Kira uyuşmazlıklarıyla son dönemde hukuk alanında çokça karşılaşıldığını bildiren avukat Fırat Bilici, bu konulardan birisinin de tahliye taahhütnamesiyle konutların boşaltılması olduğunu söyledi.

“Taahhüt tarihi, kira sözleşmesi tarihiyle aynı olmamalı”

Tahliye taahhüt tarihinin, kira sözleşmesi tarihiyle aynı olmaması gerektiğini belirten Bilici, “Yargıtay, tahliye taahhüdünü kira sözleşmesi yapılsın diye verildiği görüşünde olmakla birlikte, taahhüdün tarihinin kira sözleşmesi tarihiyle aynı olmadığı durumlarda, taahhüttü geçersiz saymaktadır” dedi.

“Eşin rızası bulunmalı”

Aile konutu olarak kiralanan dairelerde hakkında da bilgi veren Bilici, “Aile konutu, eşlerin ve varsa çocukların yaşamsal faaliyetlerini sürdürdüğü ev olarak tanımlanabilir. Eğer kiralanan taşınmaz bir aile konutu olarak kiralanacaksa, bu durumda tahliye taahhüdünde eşin rızası da bulunmalıdır” dedi.
Konuyla ilgili kanuni düzenlemenin Medeni Kanun 194/1 maddesinde yer aldığını hatırlatan Bilici şöyle devam etti:

“Eşlerden biri, diğer eşin açık rızası bulunmadıkça, aile konutu ile ilgili kira sözleşmesini feshedemez, aile konutunu devredemez veya aile konutu üzerindeki hakları sınırlayamaz. Kanun maddesinden hareketle taşınmazı kiralayan eş, diğer eşin rızası olmaksızın kira sözleşmesini feshedemeyeceği açıktır. Tahliye taahhüdü, aynı zamanda aslında kira sözleşmesini sona erdiren fesih amacını taşıdığı için, diğer eş, aile konutu itirazında bulunma hakkına sahiptir.”
Yargıtay 12. Hukuk Dairesi'nin kararını hatırlatan avukat Bilici, “Tahliye taahhütnamesine dayalı takibe konu olan taşınmaz, aile konutu olarak kullanılıyorsa ve 'aile konutu şerhi düşmemiş olsa bile, taahhütnamede her iki eşin imzası bulunmuyorsa, tahliye gerçekleştirilemez' denilmiştir” ifadelerine yer verdi.

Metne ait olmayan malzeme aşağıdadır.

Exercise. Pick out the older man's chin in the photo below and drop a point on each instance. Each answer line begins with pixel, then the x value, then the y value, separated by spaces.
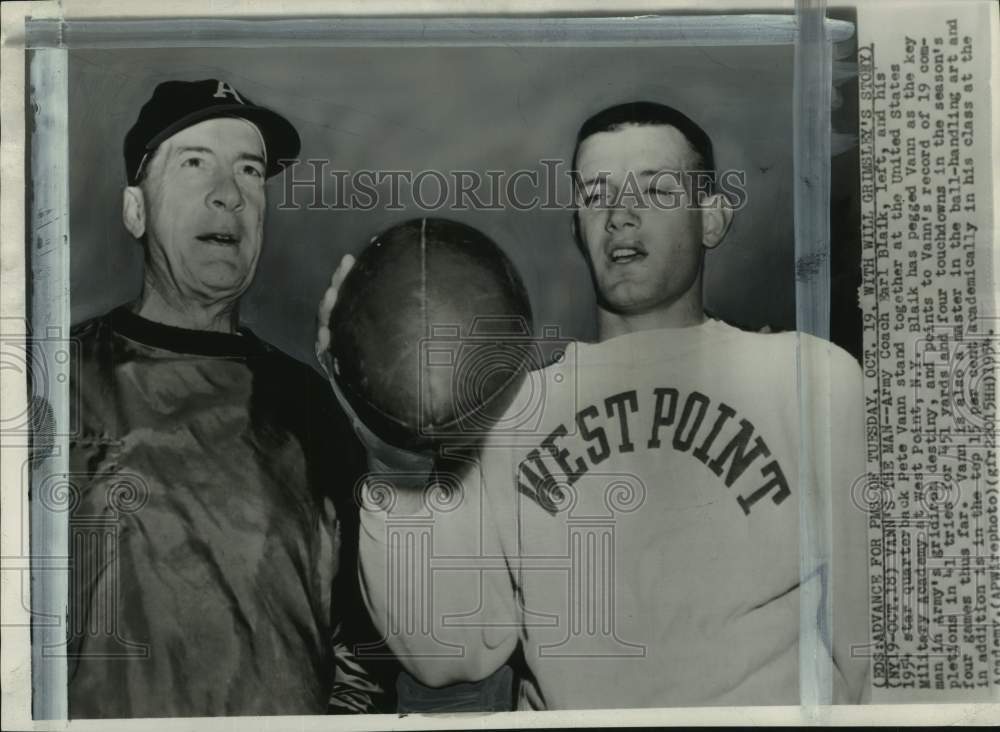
pixel 224 280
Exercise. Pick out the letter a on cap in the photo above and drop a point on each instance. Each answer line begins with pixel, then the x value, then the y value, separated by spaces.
pixel 224 90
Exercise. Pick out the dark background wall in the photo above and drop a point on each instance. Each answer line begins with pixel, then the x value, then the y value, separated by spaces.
pixel 444 109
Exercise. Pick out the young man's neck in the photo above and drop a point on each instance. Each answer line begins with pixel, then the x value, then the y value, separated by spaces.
pixel 217 318
pixel 680 314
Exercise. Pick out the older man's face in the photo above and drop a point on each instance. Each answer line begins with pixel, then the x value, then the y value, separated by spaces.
pixel 204 211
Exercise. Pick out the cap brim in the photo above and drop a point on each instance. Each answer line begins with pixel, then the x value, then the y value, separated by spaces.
pixel 280 136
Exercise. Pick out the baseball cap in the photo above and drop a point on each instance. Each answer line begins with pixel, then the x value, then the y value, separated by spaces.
pixel 176 105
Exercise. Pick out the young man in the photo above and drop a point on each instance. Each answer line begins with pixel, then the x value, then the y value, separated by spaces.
pixel 641 544
pixel 206 531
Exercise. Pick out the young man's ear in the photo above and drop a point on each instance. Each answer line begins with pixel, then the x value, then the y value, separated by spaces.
pixel 716 218
pixel 134 211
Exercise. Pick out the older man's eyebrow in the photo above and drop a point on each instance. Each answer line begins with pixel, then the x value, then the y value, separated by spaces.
pixel 252 156
pixel 201 149
pixel 194 148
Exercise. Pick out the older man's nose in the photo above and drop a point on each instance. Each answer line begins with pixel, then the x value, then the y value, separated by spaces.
pixel 226 194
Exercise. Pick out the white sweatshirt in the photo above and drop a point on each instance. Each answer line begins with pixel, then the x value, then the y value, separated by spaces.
pixel 633 522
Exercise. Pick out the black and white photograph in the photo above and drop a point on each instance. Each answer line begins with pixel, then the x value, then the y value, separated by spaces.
pixel 421 366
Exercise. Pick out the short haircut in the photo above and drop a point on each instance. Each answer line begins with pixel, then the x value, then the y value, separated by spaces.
pixel 650 114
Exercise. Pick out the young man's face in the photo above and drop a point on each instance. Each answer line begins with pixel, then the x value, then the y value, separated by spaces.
pixel 643 237
pixel 203 210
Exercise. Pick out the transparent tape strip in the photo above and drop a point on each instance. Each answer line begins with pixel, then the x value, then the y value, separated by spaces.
pixel 48 254
pixel 690 30
pixel 811 157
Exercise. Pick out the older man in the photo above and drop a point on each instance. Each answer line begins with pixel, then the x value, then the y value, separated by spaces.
pixel 206 540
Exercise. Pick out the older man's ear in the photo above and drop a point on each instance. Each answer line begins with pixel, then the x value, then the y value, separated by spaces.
pixel 134 211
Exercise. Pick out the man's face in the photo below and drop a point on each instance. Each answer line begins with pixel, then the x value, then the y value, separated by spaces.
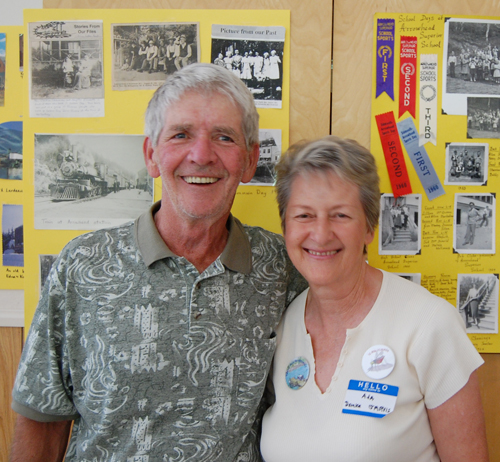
pixel 201 156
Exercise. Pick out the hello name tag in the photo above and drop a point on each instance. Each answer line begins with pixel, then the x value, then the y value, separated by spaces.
pixel 371 399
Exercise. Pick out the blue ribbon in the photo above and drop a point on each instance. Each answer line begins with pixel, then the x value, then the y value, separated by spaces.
pixel 385 57
pixel 420 159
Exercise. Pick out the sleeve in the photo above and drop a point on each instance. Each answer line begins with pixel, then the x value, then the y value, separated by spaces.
pixel 443 355
pixel 42 389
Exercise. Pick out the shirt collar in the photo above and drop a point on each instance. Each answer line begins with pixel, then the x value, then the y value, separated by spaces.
pixel 237 255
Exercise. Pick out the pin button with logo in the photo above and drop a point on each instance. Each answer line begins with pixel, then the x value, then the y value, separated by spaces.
pixel 378 361
pixel 297 373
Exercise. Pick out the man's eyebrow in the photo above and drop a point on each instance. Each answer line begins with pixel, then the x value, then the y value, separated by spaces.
pixel 224 129
pixel 178 127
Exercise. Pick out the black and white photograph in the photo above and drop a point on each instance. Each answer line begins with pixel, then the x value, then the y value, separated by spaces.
pixel 11 150
pixel 145 54
pixel 399 227
pixel 270 153
pixel 66 69
pixel 413 277
pixel 87 182
pixel 255 55
pixel 2 68
pixel 471 62
pixel 483 117
pixel 46 262
pixel 474 223
pixel 477 302
pixel 12 235
pixel 466 164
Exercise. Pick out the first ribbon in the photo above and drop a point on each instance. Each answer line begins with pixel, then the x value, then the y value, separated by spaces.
pixel 385 57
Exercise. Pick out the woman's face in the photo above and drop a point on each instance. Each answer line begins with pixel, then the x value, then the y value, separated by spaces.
pixel 326 229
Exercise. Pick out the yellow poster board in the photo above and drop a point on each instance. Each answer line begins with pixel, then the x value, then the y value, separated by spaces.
pixel 12 180
pixel 123 109
pixel 443 235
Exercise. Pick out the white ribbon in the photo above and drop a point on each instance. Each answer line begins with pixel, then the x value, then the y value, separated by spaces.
pixel 428 99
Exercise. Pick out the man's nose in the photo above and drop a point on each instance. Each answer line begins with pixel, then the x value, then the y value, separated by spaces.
pixel 202 151
pixel 322 231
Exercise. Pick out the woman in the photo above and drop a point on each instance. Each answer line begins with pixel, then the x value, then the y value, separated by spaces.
pixel 369 366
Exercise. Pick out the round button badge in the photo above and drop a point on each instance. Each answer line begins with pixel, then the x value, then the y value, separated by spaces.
pixel 297 373
pixel 378 361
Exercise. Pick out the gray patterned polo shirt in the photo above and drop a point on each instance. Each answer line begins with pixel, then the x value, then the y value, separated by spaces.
pixel 152 360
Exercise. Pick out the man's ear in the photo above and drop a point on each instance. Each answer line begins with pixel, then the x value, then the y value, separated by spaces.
pixel 253 158
pixel 148 150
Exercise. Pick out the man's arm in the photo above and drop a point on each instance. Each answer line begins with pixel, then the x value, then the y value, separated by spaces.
pixel 39 441
pixel 458 426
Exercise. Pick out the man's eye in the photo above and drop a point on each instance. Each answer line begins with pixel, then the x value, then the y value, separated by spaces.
pixel 225 138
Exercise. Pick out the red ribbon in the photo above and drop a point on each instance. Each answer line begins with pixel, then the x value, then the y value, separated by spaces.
pixel 407 75
pixel 393 153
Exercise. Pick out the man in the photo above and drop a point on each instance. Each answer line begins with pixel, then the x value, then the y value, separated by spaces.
pixel 156 337
pixel 184 53
pixel 452 62
pixel 472 218
pixel 151 61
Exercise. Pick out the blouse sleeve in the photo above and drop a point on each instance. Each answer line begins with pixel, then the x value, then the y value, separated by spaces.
pixel 443 355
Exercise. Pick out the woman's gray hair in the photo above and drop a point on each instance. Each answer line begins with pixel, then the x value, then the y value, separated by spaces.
pixel 204 79
pixel 346 158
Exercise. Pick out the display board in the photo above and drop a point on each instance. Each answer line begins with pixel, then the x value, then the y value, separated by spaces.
pixel 12 180
pixel 434 131
pixel 86 90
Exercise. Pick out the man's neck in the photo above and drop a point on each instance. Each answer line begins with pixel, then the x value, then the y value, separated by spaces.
pixel 198 241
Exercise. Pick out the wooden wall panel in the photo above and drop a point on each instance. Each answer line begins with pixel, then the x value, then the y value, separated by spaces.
pixel 11 339
pixel 310 65
pixel 351 102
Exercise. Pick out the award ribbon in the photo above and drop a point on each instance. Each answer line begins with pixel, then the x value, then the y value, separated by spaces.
pixel 393 153
pixel 428 99
pixel 420 159
pixel 385 57
pixel 408 75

“Tahliye taahhüdünde eşlerden birinin aile konutuna dair rızasının yer alması zorunlu”

Avukat Fırat Bilici, daireden tahliye aşamasında taahhüdü içeren belgede eşin rızasının bulunmasının zorunluluğuna dikkat çekerek, "Sonuç olarak, tahliye taahhüdü içeren belgede, eşlerden birinin aile konutuna dair rızasının yer alması zorunlu olup söz konusu açık rızanın bulunmaması durumunda ev sahipleri maalesef tahliyeyi gerçekleştiremeyeceklerdir. Tahliye taahhütnamesine dayalı olarak başlatılan icra takibi ya da açılan dava durumunda, rızası olmayan eşin, kiralanmış taşınmazın aile konutu olarak kabul edilmesinin tespiti için dava açması gerekmektedir" dedi.
Ayrıca Bilici, tahliye taahhüdü ile başlatılan icra takibine, tebliğ tarihinden itibaren 7 gün içerisinde itiraz edilmesi gerektiğini vurguladı.